Vous êtes né en 1967 à Terracina, comment est venu votre attrait pour la musique et, en particulier, pour le jazz ?
Grâce à mon frère, il était passionné par un saxophoniste de musique commerciale. C’est lui qui a choisi l’instrument pour moi. J’étais un enfant turbulent, alors, vers dix ans, ma mère m’a traîné par l’oreille au cours de musique. Au départ, personnellement, je n’en avais pas envie, j’aimais mieux jouer dans la rue. Après quelques semaines, j’en ai été tellement enchanté que c’est devenu une véritable passion. J’ai d’abord joué dans la banda de Terracina, mon village natal puis un ami m’a appris à jouer du jazz et m’a fait découvrir Charlie Parker.
De 1982 à 87, vous avez suivi les cours au Conservatoire de Frosinone: avec quel professeur ?
Mon maître était Baldo Maestre, un grand professeur pour la musique comme pour la vie. Il était le premier saxophone contralto de la RAI. Il m’a appris à être un vrai professionnel. Après sa pension, pour les deux dernières années de mon cursus, j’ai eu un autre professeur, Alfredo Santoloci qui est devenu, par après, le directeur du Conservatoire Santa Cecilia à Rome où j’enseigne maintenant.
Enrico Pieranunzi n’a-t-il pas enseigné au Conservatoire de Frosinone ?
Si, il y a été professeur pendant plusieurs années, il enseignait le piano classique.
Quel était le répertoire enseigné à Frosinone ?
J’y ai étudié le saxophone classique, le jazz est arrivé plus tard. Je n’ai commencé le jazz qu’à 27 ans. En fait, j’ai d’abord joué un répertoire de musique classique, des compositeurs comme Jacques Ibert, ce qui a été une excellente base de travaiL
En 1995, vous avez fondé votre propre quartet…
Oui, avec Pietro Lussu au piano, Joseph Lepore à la contrebasse et Lorenzo Tucci à la batterie, un quartet avec lequel j’ai enregistré plusieurs albums et tourné pas mal.

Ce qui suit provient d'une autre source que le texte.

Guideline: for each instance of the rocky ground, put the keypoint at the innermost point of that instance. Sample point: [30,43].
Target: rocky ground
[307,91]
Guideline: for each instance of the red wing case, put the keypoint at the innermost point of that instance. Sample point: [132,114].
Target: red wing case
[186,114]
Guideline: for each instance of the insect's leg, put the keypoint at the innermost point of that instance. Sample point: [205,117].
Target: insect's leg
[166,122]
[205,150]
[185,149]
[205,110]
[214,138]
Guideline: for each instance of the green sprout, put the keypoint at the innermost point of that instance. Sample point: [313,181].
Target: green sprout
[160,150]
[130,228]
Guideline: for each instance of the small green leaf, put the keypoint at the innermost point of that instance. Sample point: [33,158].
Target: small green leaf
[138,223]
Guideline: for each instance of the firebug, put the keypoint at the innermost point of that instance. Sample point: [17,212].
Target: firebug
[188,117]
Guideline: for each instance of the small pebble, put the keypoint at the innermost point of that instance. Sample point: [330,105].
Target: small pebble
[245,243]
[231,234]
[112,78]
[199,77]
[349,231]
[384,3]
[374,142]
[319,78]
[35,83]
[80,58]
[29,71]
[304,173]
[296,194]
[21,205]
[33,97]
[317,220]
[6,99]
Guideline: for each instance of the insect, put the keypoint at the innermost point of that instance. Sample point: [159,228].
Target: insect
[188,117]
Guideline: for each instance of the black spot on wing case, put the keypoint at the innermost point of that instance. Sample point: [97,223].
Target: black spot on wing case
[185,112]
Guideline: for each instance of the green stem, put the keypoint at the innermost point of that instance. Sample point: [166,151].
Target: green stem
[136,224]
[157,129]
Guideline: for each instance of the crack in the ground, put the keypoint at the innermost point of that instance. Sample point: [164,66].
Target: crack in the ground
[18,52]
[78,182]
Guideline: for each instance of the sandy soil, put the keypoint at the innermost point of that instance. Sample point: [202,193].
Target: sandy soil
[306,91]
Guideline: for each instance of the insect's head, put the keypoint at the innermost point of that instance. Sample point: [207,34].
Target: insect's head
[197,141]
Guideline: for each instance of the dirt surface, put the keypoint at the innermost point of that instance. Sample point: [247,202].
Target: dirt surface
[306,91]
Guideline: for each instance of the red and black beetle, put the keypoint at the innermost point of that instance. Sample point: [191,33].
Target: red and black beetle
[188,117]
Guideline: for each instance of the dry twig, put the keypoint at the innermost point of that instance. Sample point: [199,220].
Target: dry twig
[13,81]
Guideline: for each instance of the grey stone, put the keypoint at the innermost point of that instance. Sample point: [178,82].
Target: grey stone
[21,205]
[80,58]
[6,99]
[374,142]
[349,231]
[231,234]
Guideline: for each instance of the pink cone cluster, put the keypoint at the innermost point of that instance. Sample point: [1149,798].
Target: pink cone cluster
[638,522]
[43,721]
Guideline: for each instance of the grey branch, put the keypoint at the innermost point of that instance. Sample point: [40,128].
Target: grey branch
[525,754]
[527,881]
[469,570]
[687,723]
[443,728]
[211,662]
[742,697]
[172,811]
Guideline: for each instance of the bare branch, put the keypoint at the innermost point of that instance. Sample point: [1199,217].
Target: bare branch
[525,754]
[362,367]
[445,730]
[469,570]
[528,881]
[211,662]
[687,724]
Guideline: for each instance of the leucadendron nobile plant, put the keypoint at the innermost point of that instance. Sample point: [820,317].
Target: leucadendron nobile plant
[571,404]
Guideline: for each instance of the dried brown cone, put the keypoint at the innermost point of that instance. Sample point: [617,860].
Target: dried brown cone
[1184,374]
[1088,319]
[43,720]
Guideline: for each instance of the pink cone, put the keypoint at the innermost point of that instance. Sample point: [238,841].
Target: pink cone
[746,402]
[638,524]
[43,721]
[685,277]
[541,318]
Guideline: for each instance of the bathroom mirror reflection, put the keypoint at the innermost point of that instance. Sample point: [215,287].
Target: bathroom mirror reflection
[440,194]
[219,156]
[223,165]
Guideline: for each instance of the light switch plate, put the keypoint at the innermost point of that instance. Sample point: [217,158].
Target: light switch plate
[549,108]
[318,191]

Vous avez une grande admiration pour le jazz américain, vous couvrez un peu toute l’histoire du jazz moderne, alors que d’autres musiciens qui ont débuté aussi dans des bandas, comme Gianluigi Trovesi ou Pino Minafra, ont voulu prendre leur distance vis à vis du jazz américain pour se tourner vers une tradition authentiquement italienne (musique populaire de la tarentelle ou musique savante de l’opéra). Pourquoi cette option ?
C’est une question de choix. Pour moi, le jazz a de multiples facettes et chacun les emprunte à sa façon. Ma façon de voir la musique est de puiser chez tous les grands créateurs de l’histoire du jazz et non de me limiter à une époque.
Un prix qui vous a lancé, c’est en 1996 le Prix Massimo Urbani, un saxophoniste alto que vous avez sûrement dû apprécier: il a joué aussi bien avec Chet (album “Chet Baker in Italy”) qu’avec Enrico Pieranunzi et Art Farmer (“Isis”) ?
C’est incroyable, parce que Massimo, je l’ai écouté et rencontré au début, mais je n’ai pas eu l’opportunité d’étudier ou de jouer avec lui. C’était un musicien très cultivé et d’une grande sensibilité. Ce premier Prix a été, pour moi, comme un challenge, une façon de gagner une certaine confirmation. A cette époque, je travaillais pour la télévision, pour des orchestres de la RAI et de Media Sette. A un moment, j’en ai eu assez de ce travail en studio et j’ai arrêté pour me consacrer au jazz.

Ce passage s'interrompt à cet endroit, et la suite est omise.